Consultation, Supervision and Training Evaluation

The Lifespan/Tufts/Brown Center for AIDS Research supports both domestic and
international training programs. Those programs within New England consist
of the following:Training in Child/Adolescent Behavioral HIV Research targets specific learning objectives aimed at skills needed for the next generation of HIV research. Core areas of learning include models of behavior and its change behavioral assessment psychiatric/substance abuse disorders, bilology of HIV, and current antiretroviral treatments. Brown:NIDA training program which
provides additional opportunities for Infectious Disease Fellows to pursue
two years of clinical research training in a subject related to diagnosis,
prevention, or treatment of HIV, Hepatitis B and C, STDs, tuberculosis, or
bacterial infections related to substance abuse (DA13911); the HIV
Pathogenesis training program
which provides structured
training in areas of metabolic disorders associated with HIV and HIV
therapy, the biology of HIV-associated neurologic diseases, and studies of
pharmacologic aspects attendant to HIV-related therapeutics (AI 07389); and
the Clinical Research on HIV which trains investigators in methods of HIV/AIDS clinical research with an emphasis on nutritional and metabolic issues in HIV, special populations in HIV including women, ethnic minorities, injection drug users, incarcerated populations, outcomes research and decision analysis, international AIDS research, and clinical studies in HIV/AIDS (AI07438).
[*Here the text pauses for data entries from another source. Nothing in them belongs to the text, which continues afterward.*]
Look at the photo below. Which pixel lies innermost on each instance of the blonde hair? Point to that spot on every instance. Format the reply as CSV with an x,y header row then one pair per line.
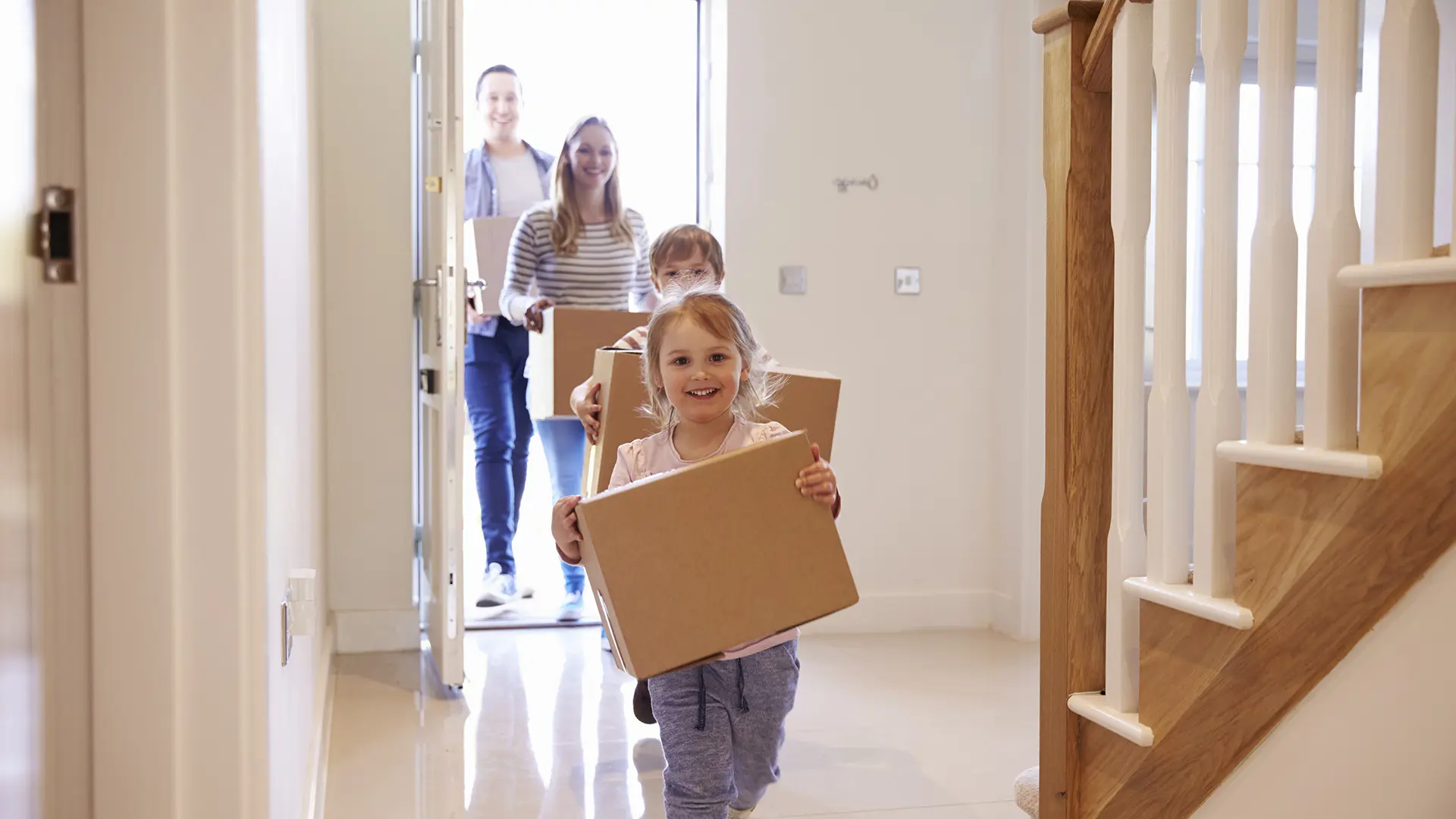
x,y
677,242
566,226
714,312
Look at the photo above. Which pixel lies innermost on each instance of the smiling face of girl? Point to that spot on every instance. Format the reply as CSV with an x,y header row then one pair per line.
x,y
699,372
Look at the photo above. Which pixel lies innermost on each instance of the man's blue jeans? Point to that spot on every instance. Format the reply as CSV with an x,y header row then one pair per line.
x,y
495,400
565,445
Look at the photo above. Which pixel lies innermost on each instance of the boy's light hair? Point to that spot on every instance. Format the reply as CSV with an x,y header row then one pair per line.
x,y
714,312
677,242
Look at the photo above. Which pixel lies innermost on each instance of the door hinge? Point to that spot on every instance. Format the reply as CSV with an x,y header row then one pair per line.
x,y
55,235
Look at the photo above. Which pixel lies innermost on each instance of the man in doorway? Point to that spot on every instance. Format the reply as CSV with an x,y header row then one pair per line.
x,y
503,177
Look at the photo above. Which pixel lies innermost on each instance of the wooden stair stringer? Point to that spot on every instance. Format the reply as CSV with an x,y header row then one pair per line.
x,y
1321,561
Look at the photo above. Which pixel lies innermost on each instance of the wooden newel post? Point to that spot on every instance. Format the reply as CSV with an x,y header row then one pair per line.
x,y
1076,503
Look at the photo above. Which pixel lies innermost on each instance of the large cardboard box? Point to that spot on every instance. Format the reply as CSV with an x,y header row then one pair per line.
x,y
808,401
564,352
491,240
693,563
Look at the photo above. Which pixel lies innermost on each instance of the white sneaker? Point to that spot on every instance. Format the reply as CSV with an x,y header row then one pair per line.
x,y
500,589
571,610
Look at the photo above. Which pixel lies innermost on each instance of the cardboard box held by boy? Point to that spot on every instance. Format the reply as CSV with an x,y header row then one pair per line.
x,y
563,354
727,551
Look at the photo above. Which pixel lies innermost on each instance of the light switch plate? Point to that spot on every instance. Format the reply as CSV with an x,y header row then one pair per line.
x,y
794,280
908,280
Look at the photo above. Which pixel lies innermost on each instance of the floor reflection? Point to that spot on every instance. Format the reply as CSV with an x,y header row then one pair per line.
x,y
924,726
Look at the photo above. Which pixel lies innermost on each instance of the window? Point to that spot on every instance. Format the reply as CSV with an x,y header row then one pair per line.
x,y
1248,199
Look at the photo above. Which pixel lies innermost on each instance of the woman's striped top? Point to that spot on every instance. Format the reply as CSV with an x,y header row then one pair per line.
x,y
606,273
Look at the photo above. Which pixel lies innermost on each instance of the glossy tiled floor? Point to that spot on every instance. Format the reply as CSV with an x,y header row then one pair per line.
x,y
925,726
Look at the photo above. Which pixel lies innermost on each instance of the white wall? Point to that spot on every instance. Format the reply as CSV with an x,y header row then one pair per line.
x,y
932,416
293,387
1373,738
363,99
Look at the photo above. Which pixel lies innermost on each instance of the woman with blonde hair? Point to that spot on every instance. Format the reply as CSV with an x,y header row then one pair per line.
x,y
584,248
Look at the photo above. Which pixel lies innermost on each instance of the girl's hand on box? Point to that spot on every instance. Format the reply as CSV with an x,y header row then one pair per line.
x,y
590,411
535,319
564,526
817,482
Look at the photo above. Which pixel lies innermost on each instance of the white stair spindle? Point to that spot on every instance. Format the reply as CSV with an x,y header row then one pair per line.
x,y
1332,346
1274,287
1405,145
1225,38
1169,474
1131,143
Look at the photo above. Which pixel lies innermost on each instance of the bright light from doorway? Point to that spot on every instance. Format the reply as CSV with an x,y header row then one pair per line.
x,y
634,61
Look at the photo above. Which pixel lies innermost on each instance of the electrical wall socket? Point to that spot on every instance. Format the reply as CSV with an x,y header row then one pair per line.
x,y
794,280
908,280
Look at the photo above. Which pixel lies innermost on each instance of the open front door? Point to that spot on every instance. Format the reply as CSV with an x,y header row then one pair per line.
x,y
440,297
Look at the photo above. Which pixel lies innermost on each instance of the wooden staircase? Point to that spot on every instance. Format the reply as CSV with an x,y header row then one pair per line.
x,y
1327,539
1321,560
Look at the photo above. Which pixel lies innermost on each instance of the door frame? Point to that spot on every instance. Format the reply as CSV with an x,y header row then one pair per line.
x,y
57,397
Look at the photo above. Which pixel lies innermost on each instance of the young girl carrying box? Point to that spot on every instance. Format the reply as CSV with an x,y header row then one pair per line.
x,y
682,257
723,723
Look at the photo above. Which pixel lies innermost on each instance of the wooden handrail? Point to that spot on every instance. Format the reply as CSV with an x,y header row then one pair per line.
x,y
1097,60
1062,15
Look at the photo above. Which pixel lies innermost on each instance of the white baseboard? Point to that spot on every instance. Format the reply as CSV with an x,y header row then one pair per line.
x,y
880,614
322,723
1006,618
364,632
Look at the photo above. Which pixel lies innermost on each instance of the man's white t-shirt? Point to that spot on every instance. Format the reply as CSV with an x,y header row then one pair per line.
x,y
517,184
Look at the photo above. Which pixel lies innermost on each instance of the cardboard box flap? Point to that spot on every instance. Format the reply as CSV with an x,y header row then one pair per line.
x,y
672,556
807,401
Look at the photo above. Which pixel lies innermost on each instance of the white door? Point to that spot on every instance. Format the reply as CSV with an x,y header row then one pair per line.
x,y
441,325
19,662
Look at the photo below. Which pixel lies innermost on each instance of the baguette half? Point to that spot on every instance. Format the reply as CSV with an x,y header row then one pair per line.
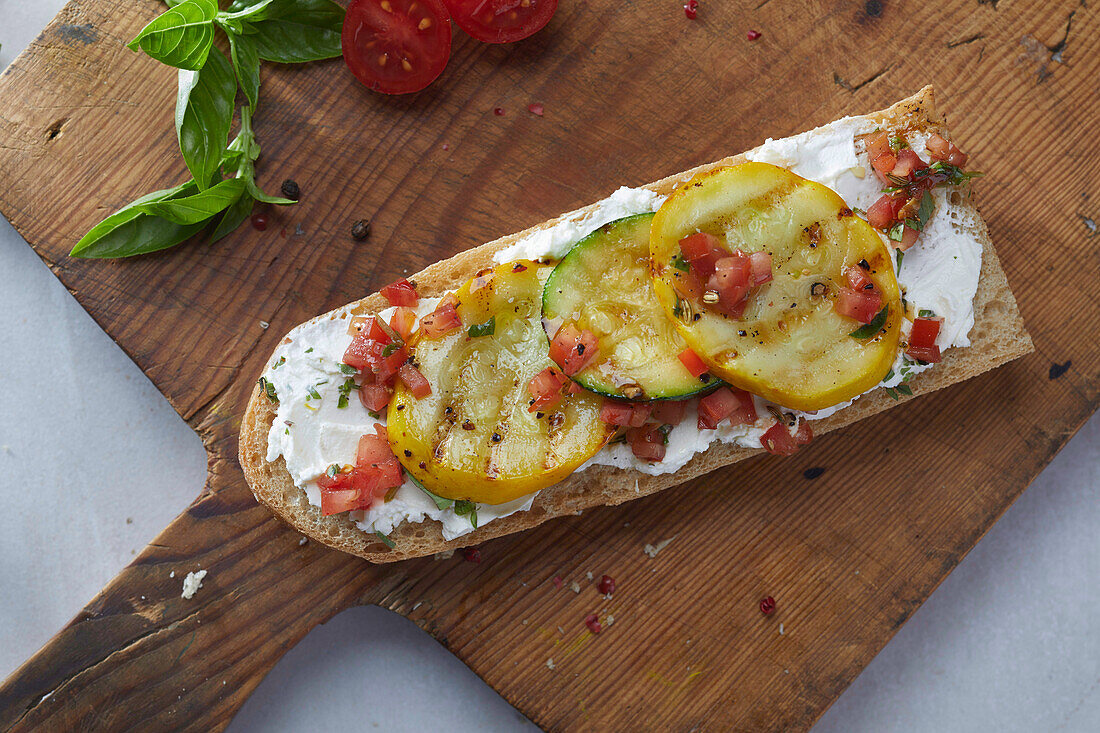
x,y
997,337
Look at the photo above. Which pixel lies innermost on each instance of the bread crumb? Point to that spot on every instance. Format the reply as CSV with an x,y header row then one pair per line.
x,y
191,583
651,550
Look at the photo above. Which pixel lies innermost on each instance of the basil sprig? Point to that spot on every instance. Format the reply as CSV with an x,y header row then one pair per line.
x,y
220,194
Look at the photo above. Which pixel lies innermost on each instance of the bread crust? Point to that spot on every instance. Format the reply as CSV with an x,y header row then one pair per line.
x,y
998,336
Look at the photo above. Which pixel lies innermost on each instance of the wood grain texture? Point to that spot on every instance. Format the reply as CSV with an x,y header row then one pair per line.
x,y
631,91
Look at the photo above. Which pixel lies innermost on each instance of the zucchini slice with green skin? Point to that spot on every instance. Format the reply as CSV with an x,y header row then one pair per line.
x,y
604,285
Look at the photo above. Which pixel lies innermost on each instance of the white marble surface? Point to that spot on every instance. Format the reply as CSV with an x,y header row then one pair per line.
x,y
94,462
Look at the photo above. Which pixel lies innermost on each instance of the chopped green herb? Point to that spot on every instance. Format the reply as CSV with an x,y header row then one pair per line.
x,y
440,502
483,329
344,390
462,507
268,390
873,327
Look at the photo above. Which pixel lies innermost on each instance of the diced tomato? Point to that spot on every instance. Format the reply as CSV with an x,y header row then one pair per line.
x,y
389,364
927,354
416,382
400,293
761,267
358,324
374,449
857,279
883,212
669,412
861,305
908,161
647,444
375,396
573,349
692,362
442,320
948,152
804,434
381,331
778,440
403,321
546,389
702,251
924,331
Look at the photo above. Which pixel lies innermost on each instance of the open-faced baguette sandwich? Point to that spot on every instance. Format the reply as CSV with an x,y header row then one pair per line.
x,y
638,342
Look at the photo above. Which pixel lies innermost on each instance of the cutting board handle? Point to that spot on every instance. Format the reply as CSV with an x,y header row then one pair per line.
x,y
140,656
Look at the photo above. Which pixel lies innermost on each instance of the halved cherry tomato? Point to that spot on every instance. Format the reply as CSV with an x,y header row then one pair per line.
x,y
396,46
502,21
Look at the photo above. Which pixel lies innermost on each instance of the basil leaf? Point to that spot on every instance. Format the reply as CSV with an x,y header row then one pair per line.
x,y
248,10
234,216
204,115
200,207
246,64
298,31
483,329
873,327
179,36
131,230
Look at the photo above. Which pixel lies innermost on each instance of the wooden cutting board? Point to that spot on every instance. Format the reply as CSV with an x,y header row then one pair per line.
x,y
849,536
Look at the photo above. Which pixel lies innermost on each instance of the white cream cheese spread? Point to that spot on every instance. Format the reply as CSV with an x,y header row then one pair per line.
x,y
311,430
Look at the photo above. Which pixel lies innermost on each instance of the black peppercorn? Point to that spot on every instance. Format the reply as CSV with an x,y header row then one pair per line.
x,y
290,189
361,230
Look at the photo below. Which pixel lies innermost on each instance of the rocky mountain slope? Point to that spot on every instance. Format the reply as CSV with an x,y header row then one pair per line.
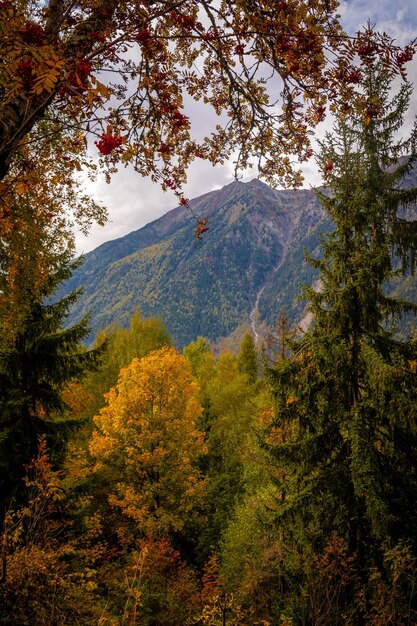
x,y
249,265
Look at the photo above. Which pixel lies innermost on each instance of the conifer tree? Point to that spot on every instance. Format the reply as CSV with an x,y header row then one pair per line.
x,y
34,368
344,439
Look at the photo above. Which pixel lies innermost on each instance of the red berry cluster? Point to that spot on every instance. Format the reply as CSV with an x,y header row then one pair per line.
x,y
146,40
201,228
321,113
77,79
354,75
211,35
366,51
33,34
185,21
98,36
404,56
108,143
240,49
170,184
25,71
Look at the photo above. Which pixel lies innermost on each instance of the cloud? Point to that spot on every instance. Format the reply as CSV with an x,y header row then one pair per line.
x,y
133,201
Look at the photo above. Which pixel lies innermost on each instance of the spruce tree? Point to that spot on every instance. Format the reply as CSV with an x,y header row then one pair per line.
x,y
344,439
34,368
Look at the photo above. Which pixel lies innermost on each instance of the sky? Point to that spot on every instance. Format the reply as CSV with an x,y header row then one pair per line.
x,y
132,201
We also support the training of clinical, laboratory, and public health
researchers from East Asia to slow down HIV spread for more than a decade,
through a direct collaboration with the NIH-funded Fogarty AIDS
International Research and Training Program (AITRP)
at Brown University,
programs run through the Brown University International Health Institute
(IHI)
and the Brown-Kenya Collaborative Medical Exchange Program.